Per capire meglio occorre rammentare due date: 9 novembre 1989, 15 aprile 1994. In questi due giorni è cambiata la struttura e la velocità del mondo. La prima data è nota, il big-bang della storia contemporanea: il crollo del muro di Berlino. La seconda, meno nota, è la stipula a Marrakech, in Marocco, dell’Accordo WTO (World Trade Organization) sul libero commercio mondiale. Da quel giorno il mondo non sarebbe più stato lo stesso. Se la cultura araba avrebbe poi reagito in maniera rabbiosa scagliandosi contro l’Occidente a suon di bombe e attentanti, quella asiatica ha reagito in positivo. Il punctum dolens di tutto: la stipula del negoziato UE-Cina sul WTO del 19 maggio 2000.
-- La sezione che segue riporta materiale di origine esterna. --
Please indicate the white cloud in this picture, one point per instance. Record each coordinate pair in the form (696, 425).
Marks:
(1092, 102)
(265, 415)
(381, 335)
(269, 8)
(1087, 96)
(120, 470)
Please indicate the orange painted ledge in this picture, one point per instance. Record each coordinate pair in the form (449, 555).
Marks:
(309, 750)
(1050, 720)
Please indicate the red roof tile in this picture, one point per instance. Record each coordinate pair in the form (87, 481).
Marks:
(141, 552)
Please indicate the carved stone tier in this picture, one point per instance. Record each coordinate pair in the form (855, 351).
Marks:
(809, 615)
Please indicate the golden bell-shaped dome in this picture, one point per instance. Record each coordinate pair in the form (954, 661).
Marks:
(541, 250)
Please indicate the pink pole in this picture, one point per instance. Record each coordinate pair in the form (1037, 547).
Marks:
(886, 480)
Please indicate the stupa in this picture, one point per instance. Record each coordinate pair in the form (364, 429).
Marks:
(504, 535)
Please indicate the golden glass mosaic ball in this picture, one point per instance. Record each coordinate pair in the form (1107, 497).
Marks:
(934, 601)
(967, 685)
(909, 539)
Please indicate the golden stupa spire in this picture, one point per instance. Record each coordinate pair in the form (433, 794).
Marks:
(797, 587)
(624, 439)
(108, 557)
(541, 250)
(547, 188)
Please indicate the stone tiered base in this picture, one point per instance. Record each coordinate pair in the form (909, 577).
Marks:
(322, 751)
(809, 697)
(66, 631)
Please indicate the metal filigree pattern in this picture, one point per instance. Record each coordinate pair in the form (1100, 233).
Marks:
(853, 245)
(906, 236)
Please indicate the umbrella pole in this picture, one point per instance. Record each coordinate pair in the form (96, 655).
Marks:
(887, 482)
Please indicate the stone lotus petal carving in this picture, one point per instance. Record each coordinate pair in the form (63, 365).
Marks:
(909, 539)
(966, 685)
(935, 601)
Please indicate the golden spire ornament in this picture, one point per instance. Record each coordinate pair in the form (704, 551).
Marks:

Nel giro di poco tempo le barriere delle frontiere interne sono cadute per fare strada al mercato unico globale. Un mercato in cui da una parte vigono tutele, vincoli e previdenza e dall’altra un popolo governato da una dittatura comunista/turbo capitalista che lavora notte e giorno per corrispettivi incommentabili, senza tutele, producendo a costi irrisori prodotti destinati a competere in una lotta vinta in partenza, in un mercato dove il prezzo di vendita infinitamente inferiore contribuisce alla desertificazione della concorrenza occidentale. Ma il popolo cinese non si è limitato alla manifattura a basso costo. Ha sviluppato tecnologia, credito, finanza e produzione militare. Dopo l’11 settembre2001 (altra data clou) soltanto l’Europa ha tardato a rimettersi in carreggiata, segnando tempi e zone di crisi semi perpetua. Segno indubbio che nelle sue metodiche e nei principi motori economici e politici c’è molto da rivedere.
Prima evidenza della globalizzazione che ha invaso il vecchio continente, impreparato a subirla. L’allargamento del WTO, che avrebbe dovuto essere nei progetti un modo di impossessarsi di enormi mercati, si stava rivelando portatore del fenomeno inverso. Come i pifferi di montagna: andati per suonare e furono suonati. A fronte fi un bipolarismo consolidato USA-Cina, dove anche gli Usa hanno dovuto fare i conti con la Cina galoppante, l’economia americana ha retto il colpo e ha contrattaccato.
L’Europa, che non è protagonista, com’era nei sogni dei fautori della moneta unica, ma terzo commensale, zoppica non poco. C’è l’obbligo di rivedere le proprie priorità di politica economica. Dovrebbe tornare a prevalere l’economia reale su quella speculativa e finanziaria nei paesi a prevalenza manifatturiera si dovrebbe imporre una politica anche differenziata di tutela della piccola e media impresa, la protezione del risparmio per il suo impiego in investimenti produttivi, valorizzando i sistemi omogenei di comunità locali anziché un globalismo economicamente e culturalmente dannoso nella sua lettura finanziarista.
La Cina in questo senso può rappresentare un’opportunità, per la valorizzazione del consumo di qualità, seppur in gravissimo ritardo. Oppure essere il de profundis dell’Occidente se esclusivamente fornitrice di prodotti a basso costo e capitali d’avventura. Tocca a noi decidere quale strada prendere.